Toolset for mastering tnsnames.ora
Important
At the moment tnsmaster
is in the development phase. Not all features are
working. But be encouraged to participate!
tnsmaster
's goal is to be the Swiss army knife for creating and maintaining
tnsname.ora
files.
- Syntax verification
- check for correct syntax before rollout
- Semantic verification assistance
- create and extract easy-to-test components that let you connect easily to each service node (Dataguard, RAC) directly
- Apply different styles to existing
tnsnames.ora
- consistent upper/lower cases of keywords or values
- neat indentation
- transform entries to one line per alias or alias list for easy scripting and copy/pasting to application server configurations
- Apply different styles to existing
To format a tnsnames.ora file with default settings:
python3 formatter.py path/to/tnsnames.ora
A neat indented tnsnnames.ora will be printed to stdout.

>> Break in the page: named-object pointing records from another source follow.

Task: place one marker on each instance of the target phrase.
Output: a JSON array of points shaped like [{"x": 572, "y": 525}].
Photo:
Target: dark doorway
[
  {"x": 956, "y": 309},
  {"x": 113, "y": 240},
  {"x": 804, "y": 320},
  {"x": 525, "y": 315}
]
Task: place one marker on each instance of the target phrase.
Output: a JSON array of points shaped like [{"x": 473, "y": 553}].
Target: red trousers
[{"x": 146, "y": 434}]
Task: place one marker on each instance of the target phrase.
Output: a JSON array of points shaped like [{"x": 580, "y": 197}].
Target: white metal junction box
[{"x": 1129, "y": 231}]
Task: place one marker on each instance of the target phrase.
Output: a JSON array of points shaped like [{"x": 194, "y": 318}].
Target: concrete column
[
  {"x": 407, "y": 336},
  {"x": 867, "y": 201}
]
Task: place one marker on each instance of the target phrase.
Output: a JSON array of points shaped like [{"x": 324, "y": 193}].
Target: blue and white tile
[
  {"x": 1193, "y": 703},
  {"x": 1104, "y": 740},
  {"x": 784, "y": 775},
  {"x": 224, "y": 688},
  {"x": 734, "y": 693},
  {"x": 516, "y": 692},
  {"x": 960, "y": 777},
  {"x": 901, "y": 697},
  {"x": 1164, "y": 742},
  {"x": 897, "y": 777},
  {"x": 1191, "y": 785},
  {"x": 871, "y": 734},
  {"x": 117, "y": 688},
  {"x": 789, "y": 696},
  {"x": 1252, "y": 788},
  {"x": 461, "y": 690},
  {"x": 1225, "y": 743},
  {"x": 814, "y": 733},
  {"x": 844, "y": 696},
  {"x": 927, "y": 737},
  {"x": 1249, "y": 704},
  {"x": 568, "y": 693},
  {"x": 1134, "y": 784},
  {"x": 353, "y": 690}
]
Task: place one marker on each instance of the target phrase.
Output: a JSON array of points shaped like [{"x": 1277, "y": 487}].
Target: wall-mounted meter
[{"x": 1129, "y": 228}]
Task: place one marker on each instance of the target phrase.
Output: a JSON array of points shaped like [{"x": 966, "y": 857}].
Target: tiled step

To extract all aliases from a tnsnames.ora:
python3 aliases.py path/to/tnsnames.ora
All aliases will be printed to stdout.
Consider this address list of a tnsnames.ora file:
... (load_balance=yes) (address_list= (address=(protocol=tcp)(host=host1.domain.foo)(port=1522)) (address=(protocol=tcp)(host=host2.domain.foo)(port=1524)) (address=(protocol=tcp)(host=host3.someotherdomain.foo)(port=1522)) (address=(protocol=tcp)(host=host1.someotherdomain.foo)(port=9210)) (address=(protocol=tcp)(host=host2.farawaydomain.foo)(port=1522)) ) ...
It is hard to test if all connections are correct and the destination can be
reached, because the client will choose an address randomly. tnsmaster
will
create a single tnsnames file for each address. You can now connect to this
specific destination and test if it is reachable.